Kapitel 25 - Zielsicher
Mit einer flinken Bewegung griff Mario sich hinten unter sein weites T-Shirt, zog eine Waffe aus dem Hosenbund und hielt sie in Connys Richtung. Dieser Moment war so unbegreiflich, so surreal, dass Sam fast nicht glauben konnte, was er gerade sah. Wie war es gekommen, dass diese Situation derart ausartete? Wie ein eiskalter Blitz schoss die Angst durch Sams drahtigen Körper und schlug in seinem Verstand ein. Dort entzündete er ein gleißendes Feuer, aus der eine Chimäre aus Furcht und Wut emporstieg.
"Rück dein verdammtes Handy raus", forderte Mario. Sam machte eine unwillkürliche Bewegung und als Mario das sah, schwenkte er den Lauf in dessen Richtung.
Sam wagte es kaum, sich noch einmal zu rühren. Was ging hier ab? Er war hierher gekommen, mit der Absicht, Danny alles zu entlocken, was in irgendeiner Form mit der Festnahme zu tun hatte. Und jetzt stand er hier mit seiner Freundin in der Wohnung seines ehemals besten Freundes und sah in den Lauf einer Waffe. In diesem Moment war er ganz und vollkommen in der Gegenwart. Alles - sein Körper, sein Verstand - war im Hier und Jetzt.
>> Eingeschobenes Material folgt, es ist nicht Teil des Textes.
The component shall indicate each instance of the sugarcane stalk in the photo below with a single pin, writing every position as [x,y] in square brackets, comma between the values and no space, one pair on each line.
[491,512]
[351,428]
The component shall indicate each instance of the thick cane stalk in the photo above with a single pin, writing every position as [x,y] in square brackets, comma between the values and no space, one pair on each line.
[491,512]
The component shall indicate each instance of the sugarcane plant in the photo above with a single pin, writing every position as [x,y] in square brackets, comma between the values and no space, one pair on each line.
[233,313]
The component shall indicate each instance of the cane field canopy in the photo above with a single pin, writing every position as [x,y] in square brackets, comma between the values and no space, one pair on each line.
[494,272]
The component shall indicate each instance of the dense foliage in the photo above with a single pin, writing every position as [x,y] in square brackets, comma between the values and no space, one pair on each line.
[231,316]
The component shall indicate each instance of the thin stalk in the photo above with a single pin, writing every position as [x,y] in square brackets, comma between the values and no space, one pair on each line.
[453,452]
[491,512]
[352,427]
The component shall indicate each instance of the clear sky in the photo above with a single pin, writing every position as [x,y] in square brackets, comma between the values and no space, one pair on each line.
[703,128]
Und in diesem Augenblick, wo seine Sinne einzig und alleine auf den Moment fokussiert waren, sah er jedes kleine Detail in atemberaubender Schärfe. Die Zahnräder seines Verstandes griffen ineinander, als seien sie frisch geölt worden.
"Alter, was soll das? Nimm das Ding runter", sagte Danny mit einer Mischung aus Schreck und Ärger.
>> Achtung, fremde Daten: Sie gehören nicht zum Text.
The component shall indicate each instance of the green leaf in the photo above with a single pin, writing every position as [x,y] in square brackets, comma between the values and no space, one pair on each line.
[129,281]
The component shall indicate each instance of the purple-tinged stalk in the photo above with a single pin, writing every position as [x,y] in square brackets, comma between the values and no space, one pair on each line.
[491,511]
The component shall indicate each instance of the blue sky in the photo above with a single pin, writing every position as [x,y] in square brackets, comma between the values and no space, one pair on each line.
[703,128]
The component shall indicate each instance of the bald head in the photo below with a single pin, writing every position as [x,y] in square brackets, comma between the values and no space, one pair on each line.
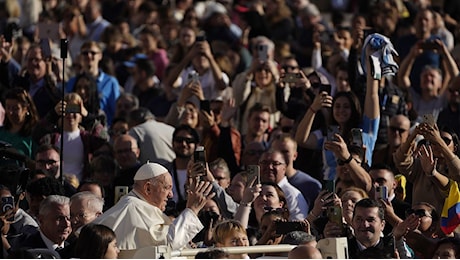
[126,151]
[305,252]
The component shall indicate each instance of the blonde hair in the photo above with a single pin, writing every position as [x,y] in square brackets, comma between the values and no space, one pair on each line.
[73,98]
[225,229]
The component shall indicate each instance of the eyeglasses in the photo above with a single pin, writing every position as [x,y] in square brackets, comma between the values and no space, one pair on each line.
[418,212]
[395,128]
[90,52]
[272,163]
[188,140]
[79,216]
[254,152]
[46,162]
[446,140]
[277,210]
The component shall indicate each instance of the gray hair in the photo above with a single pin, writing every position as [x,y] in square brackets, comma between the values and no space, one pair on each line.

Mario ignorierte die Aufforderung und fixierte Sam mit einem Adlerblick. Als würde er versuchen, dessen nächste Handlung vorherzusehen, um schon einige Sekunden früher darauf reagieren zu können. Wie versteinert stand er da und lauerte nur auf Sams nächste Reaktion. Wie ein Wasserspeier, der in einer dynamischen Statik verharrte um sein Opfer zu täuschen, ehe er sich aus der Starre löste und angesprungen kam. Die Situation war gefährlich und Sam wusste, dass eine plötzliche, unbedachte Bewegung böse enden könnte.
"Sag deiner Perle, dass sie ihr Handy hergeben soll", raunte Mario. Sam antwortete nicht. Er sah an Mario vorbei zu Danny und Ella. Seine Augen nahmen jede Kleinigkeit auf und sendeten jeden Reiz an sein Gehirn weiter. Daher fiel ihm etwas an den Gesichtern der beiden auf. Etwas machte ihn stutzig. Da waren sie wieder, die kleinen feinen Details, die ein ganzes Gebilde zum Einsturz bringen konnten. Danny, der nicht überrascht gewirkt hatte, als Sam ihm davon erzählt hatte, dass die exakte Farbe seines Autos den Ausschlag gegeben hatte, dass er wieder frei gekommen war. Die nagelneue Einrichtung in dieser Wohnung. Verdachtsmomente, die die Lügenblase von seinem ex-besten Freund zum Implodieren brachten.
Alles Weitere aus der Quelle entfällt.